Amniotic Fluid Embolism (AFE) is a catastrophic peripartum syndrome that manifests as a sudden onset of severe dyspnea, hypoxemia, haemodynamic collapse, coagulopathy and seizures.

The amniotic fluid and foetal product may initiate an anaphylactoid reaction, resulting in endogenous mediator release and causing hypotension, tachycardia, hypoxemia and seizures, pulmonary arterial vasospasm and transient pulmonary hypertension, left ventricular failure, decreased cardiac output, and hydrostatic pulmonary edema. The diagnosis of AFE is based on a characteristic clinical picture. The three main goals of treatment are:

  • Oxygenation.
  • Maintaining cardiac output and blood pressure.
  • Correcting coagulopathy.

Pulmonary Embolism

The risk for developing Deep Venous Thrombosis (DVT) and Pulmonary Embolism (PE) increases markedly during the advanced stages of pregnancy and is greatest during postpartum. The signs and symptoms of PE are more problematic because dyspnea and tachypnea are common in pregnancy. Treatment is with intravenous unfractionated heparin, unless a high risk or contraindication to the use of any anticoagulants exists. Monitor and keep the activated partial thromboplastin time in the therapeutic range, which is 1.5-2 times the baseline value. Low Molecular Weight Heparin (LMWH), which does not cross the placenta, can be administered once a day and does not require monitoring. Warfarin should be avoided throughout pregnancy because it can cause embryopathy characterised by mental retardation, optic atrophy, cleft lip, cleft palate, cataracts and haemorrhage.

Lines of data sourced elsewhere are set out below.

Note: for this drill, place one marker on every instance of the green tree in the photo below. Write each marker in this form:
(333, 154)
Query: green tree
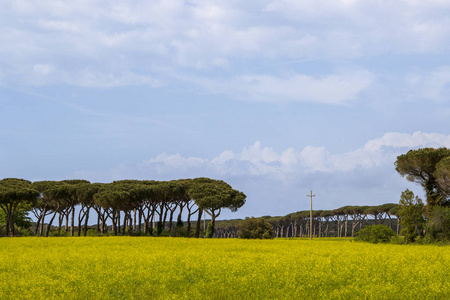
(442, 175)
(419, 166)
(255, 228)
(212, 196)
(438, 225)
(375, 234)
(411, 211)
(15, 192)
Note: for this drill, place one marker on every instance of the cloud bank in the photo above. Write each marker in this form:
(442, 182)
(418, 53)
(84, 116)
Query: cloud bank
(259, 161)
(220, 46)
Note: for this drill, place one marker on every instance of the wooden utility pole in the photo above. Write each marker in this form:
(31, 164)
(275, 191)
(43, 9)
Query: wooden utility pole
(310, 215)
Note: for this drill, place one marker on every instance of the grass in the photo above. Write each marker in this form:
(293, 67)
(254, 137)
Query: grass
(178, 268)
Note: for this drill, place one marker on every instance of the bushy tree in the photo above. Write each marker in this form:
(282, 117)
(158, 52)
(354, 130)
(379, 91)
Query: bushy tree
(255, 228)
(375, 234)
(411, 213)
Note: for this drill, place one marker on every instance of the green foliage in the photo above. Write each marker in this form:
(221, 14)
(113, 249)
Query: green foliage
(419, 166)
(255, 228)
(375, 234)
(411, 211)
(438, 225)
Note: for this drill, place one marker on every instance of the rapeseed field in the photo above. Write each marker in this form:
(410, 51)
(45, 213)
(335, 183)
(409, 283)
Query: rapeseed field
(178, 268)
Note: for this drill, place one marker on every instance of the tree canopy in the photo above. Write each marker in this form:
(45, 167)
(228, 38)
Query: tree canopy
(419, 166)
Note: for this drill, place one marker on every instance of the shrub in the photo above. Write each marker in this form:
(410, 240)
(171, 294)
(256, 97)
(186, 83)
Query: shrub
(255, 228)
(438, 226)
(375, 234)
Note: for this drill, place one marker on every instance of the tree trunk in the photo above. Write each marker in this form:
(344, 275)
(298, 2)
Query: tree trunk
(50, 224)
(199, 220)
(72, 221)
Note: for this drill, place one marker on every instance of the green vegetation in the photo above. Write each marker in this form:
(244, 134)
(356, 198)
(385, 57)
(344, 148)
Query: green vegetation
(130, 206)
(431, 169)
(255, 228)
(375, 234)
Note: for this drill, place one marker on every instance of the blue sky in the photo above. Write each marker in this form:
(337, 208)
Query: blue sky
(274, 97)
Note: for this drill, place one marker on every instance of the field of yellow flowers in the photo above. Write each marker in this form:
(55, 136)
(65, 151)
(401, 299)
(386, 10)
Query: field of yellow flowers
(178, 268)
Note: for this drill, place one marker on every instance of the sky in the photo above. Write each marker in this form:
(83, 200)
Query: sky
(277, 98)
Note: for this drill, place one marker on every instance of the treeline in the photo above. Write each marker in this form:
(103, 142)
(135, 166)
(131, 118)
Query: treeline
(419, 222)
(340, 222)
(141, 207)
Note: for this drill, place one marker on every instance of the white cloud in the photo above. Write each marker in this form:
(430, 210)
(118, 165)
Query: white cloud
(330, 89)
(289, 164)
(159, 38)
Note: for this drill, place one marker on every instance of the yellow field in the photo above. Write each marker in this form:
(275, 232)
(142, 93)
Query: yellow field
(177, 268)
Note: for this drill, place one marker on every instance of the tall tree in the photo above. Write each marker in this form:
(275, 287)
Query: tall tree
(14, 192)
(214, 195)
(442, 175)
(419, 166)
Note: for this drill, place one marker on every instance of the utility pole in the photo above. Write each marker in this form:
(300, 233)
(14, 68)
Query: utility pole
(310, 215)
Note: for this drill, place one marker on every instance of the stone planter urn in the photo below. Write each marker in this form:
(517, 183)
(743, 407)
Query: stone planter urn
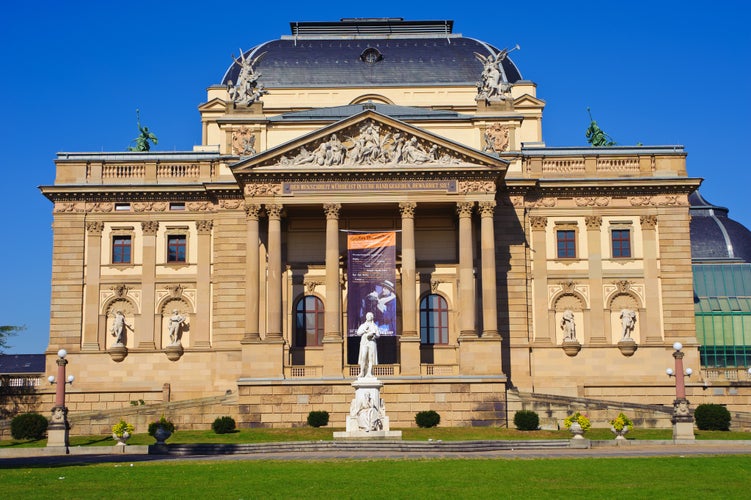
(620, 434)
(576, 430)
(571, 347)
(627, 347)
(161, 435)
(122, 439)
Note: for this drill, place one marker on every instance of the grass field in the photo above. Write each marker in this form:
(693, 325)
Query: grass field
(326, 434)
(725, 477)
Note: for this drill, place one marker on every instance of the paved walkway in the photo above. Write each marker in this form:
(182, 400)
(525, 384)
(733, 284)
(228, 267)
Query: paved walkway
(630, 449)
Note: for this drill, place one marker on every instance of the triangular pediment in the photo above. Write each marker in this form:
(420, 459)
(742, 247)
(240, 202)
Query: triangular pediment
(368, 141)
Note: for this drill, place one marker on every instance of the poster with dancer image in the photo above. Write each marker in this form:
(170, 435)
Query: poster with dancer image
(370, 281)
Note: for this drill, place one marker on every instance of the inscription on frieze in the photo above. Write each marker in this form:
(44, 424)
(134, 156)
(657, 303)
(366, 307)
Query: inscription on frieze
(445, 186)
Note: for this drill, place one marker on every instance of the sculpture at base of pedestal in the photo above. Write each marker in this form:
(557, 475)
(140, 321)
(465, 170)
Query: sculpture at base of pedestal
(367, 413)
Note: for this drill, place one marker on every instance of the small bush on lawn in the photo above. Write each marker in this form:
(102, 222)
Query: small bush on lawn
(224, 425)
(28, 426)
(526, 420)
(162, 422)
(426, 419)
(712, 417)
(318, 418)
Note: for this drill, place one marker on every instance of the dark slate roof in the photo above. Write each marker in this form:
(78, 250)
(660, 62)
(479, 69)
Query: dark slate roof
(21, 363)
(334, 58)
(714, 236)
(336, 113)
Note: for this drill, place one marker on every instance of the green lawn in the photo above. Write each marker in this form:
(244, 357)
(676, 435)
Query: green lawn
(724, 477)
(326, 434)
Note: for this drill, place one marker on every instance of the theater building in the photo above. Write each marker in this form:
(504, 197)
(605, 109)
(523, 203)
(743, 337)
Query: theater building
(517, 267)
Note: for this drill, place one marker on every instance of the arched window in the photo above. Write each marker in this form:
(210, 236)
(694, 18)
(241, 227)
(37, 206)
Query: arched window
(434, 320)
(309, 322)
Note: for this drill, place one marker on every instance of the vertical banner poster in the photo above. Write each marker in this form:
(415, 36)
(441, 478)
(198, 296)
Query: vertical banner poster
(371, 259)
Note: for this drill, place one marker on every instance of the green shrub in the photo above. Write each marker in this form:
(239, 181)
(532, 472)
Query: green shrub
(318, 418)
(526, 420)
(162, 422)
(28, 426)
(426, 419)
(224, 425)
(712, 417)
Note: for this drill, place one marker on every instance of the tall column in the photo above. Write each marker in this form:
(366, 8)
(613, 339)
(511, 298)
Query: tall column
(651, 330)
(90, 340)
(201, 337)
(333, 342)
(274, 302)
(595, 330)
(333, 318)
(409, 342)
(252, 295)
(144, 331)
(541, 331)
(487, 244)
(466, 274)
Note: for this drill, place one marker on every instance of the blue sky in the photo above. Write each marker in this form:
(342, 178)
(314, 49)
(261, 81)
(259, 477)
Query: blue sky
(74, 72)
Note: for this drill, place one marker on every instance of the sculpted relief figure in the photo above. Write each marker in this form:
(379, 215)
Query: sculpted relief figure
(368, 356)
(568, 325)
(118, 328)
(175, 326)
(628, 320)
(370, 146)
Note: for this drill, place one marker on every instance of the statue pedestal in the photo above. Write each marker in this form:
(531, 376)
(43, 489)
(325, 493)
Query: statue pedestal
(367, 414)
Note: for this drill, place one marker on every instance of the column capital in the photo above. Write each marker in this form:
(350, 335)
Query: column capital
(486, 208)
(95, 228)
(252, 210)
(204, 226)
(407, 209)
(332, 210)
(274, 211)
(648, 221)
(150, 227)
(464, 208)
(593, 222)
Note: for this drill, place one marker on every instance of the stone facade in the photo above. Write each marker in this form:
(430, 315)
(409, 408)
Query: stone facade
(233, 238)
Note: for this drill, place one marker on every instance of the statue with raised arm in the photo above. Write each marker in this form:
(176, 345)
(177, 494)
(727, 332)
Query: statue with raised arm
(368, 357)
(175, 326)
(628, 320)
(142, 141)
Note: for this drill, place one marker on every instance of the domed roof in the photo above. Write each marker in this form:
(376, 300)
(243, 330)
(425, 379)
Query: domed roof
(714, 236)
(368, 53)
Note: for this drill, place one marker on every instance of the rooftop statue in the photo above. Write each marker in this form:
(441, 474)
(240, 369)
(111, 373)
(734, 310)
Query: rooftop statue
(493, 84)
(248, 89)
(142, 141)
(595, 136)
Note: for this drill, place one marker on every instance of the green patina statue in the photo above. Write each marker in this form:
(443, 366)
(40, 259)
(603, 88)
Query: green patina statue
(595, 136)
(142, 141)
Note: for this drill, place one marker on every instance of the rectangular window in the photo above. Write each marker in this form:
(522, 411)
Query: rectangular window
(566, 240)
(621, 239)
(176, 248)
(122, 246)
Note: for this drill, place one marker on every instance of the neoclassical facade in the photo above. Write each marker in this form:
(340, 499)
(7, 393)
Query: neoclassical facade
(519, 267)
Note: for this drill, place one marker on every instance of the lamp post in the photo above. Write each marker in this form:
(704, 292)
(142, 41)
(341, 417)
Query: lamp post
(683, 421)
(57, 432)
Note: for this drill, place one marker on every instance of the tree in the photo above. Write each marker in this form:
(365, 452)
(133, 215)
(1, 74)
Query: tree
(8, 331)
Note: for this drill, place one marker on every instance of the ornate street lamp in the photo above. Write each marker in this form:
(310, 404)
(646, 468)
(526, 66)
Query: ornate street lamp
(683, 421)
(57, 432)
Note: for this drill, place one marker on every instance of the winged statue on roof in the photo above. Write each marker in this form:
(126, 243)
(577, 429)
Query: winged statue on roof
(247, 89)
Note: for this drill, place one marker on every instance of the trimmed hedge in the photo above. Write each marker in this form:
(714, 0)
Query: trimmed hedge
(318, 418)
(224, 425)
(712, 417)
(28, 426)
(526, 420)
(426, 419)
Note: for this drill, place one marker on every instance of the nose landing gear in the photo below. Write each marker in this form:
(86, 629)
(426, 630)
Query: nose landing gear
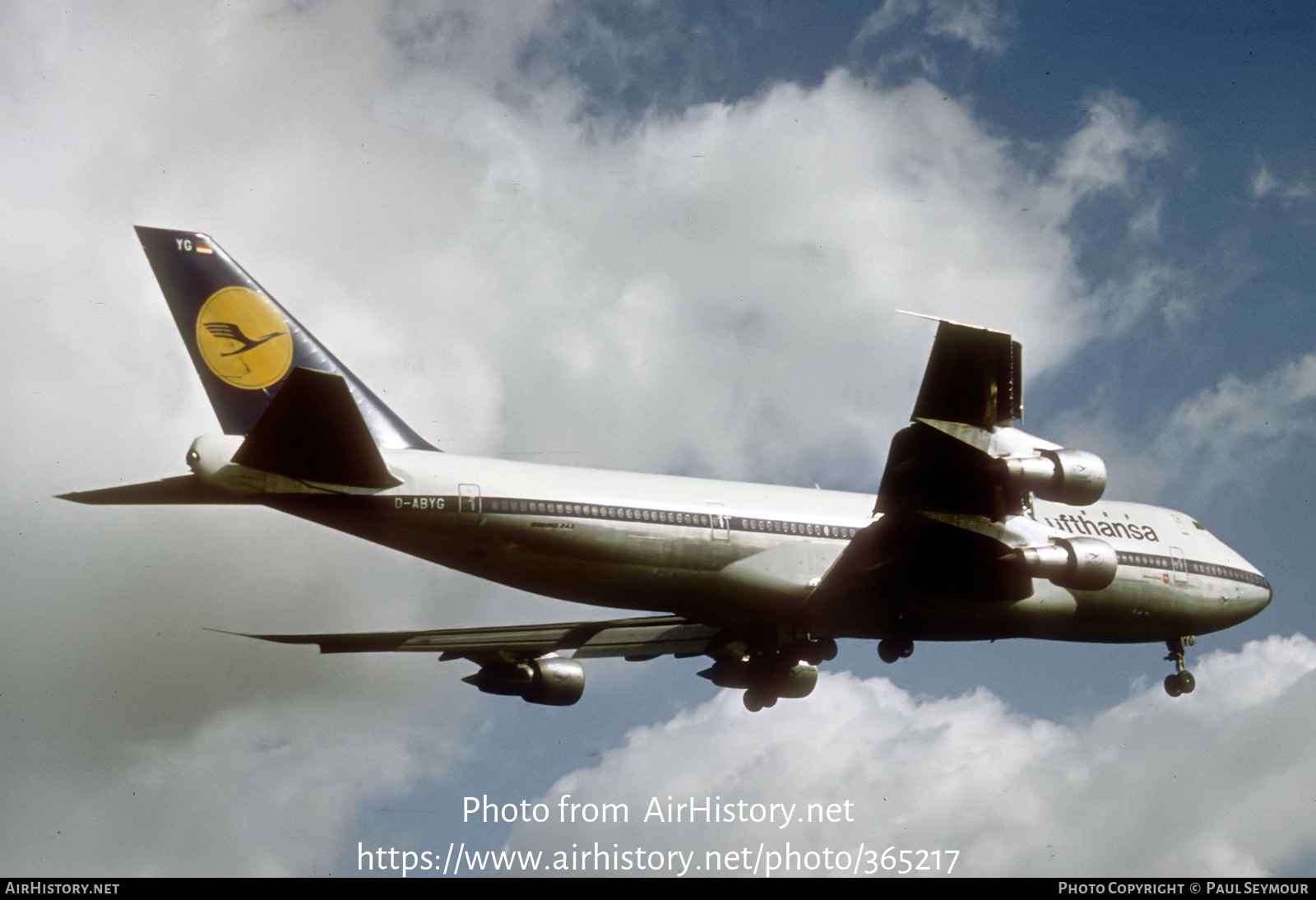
(1182, 680)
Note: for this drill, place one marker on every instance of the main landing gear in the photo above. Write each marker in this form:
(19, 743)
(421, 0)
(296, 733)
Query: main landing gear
(1182, 680)
(769, 674)
(892, 649)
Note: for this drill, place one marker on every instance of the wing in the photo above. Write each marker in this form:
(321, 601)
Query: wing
(633, 638)
(521, 660)
(957, 482)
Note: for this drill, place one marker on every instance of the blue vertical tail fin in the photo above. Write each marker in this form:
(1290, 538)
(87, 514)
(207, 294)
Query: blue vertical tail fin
(243, 342)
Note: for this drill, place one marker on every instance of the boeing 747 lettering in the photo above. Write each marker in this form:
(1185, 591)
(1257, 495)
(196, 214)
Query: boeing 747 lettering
(977, 531)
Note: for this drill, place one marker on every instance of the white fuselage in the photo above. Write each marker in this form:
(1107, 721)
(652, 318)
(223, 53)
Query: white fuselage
(734, 553)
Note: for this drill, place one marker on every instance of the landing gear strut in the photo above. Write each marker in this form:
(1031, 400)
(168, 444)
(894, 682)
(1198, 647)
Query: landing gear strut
(1182, 680)
(892, 649)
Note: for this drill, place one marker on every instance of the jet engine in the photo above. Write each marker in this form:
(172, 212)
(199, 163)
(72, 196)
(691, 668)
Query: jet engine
(549, 680)
(1078, 564)
(767, 675)
(1076, 478)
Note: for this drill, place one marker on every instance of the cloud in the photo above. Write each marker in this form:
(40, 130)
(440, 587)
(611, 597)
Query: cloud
(1151, 786)
(985, 26)
(1265, 184)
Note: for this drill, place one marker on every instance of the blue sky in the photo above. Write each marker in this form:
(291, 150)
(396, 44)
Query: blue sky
(655, 237)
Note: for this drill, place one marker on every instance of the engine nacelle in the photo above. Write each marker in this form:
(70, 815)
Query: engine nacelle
(1078, 564)
(1076, 478)
(767, 675)
(550, 682)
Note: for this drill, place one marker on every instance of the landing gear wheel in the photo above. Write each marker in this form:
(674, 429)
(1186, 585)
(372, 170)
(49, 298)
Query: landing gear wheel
(892, 649)
(1182, 682)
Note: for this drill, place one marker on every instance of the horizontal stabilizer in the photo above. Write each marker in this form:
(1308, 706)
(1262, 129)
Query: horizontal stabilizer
(182, 489)
(645, 637)
(313, 430)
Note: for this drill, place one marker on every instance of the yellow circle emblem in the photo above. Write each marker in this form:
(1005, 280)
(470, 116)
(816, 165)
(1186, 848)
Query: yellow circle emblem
(243, 338)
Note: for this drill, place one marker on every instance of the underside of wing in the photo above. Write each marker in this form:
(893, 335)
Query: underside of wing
(635, 638)
(956, 502)
(521, 660)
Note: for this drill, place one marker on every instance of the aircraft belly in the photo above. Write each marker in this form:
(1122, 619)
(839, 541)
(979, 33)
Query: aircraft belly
(1131, 610)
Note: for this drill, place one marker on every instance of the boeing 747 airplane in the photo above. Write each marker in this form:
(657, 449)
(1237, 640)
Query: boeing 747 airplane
(978, 531)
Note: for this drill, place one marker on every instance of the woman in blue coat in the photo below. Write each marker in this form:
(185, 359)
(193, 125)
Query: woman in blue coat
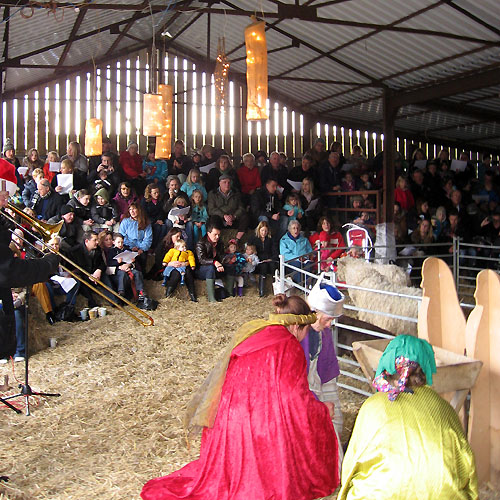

Vena cava filters (Greenfield, stainless steel or titanium, bird's nest, Simon-Nitinol) are positioned within the infra-renal inferior vena cava to trap thrombi arising from the lower extremities.

Pulmonary: Pregnant women are predisposed to few pulmonary problems such as aspiration of stomach contents, pulmonary edema, pneumonia and ARDS. Pulmonary edema is usually seen in PIH or is induced by drugs such as methyl ergometrine, prostaglandin and beta adrenergic agents.

Cardiopulmonary Resuscitation

The precipitating events for cardiac arrest in pregnancy include Amniotic Fluid Embolism (AFE), PE, cardiomyopathy, anaesthetic complications, myocardial infarction and magnesium overdose. Place pregnant patients in a left lateral tilt position to avoid supine hypotension. Advanced Cardiac Life Support (ACLS) is provided according to ACLS standard protocols.

Need-of-the-hour

Availability of specialised obstetric intensive care can go a long way in decreasing maternal mortality. However, educating women to avail these facilities is crucial for success of this goal. Medical disorders should be treated in the antenatal period itself by the appropriate specialties. Early recognition of the patient going downhill before one or multiple systems start failing is as important as good intensive care once this does occur. Mortality increases directly with the number of organs failed and hence prevention is more important than treatment after failure.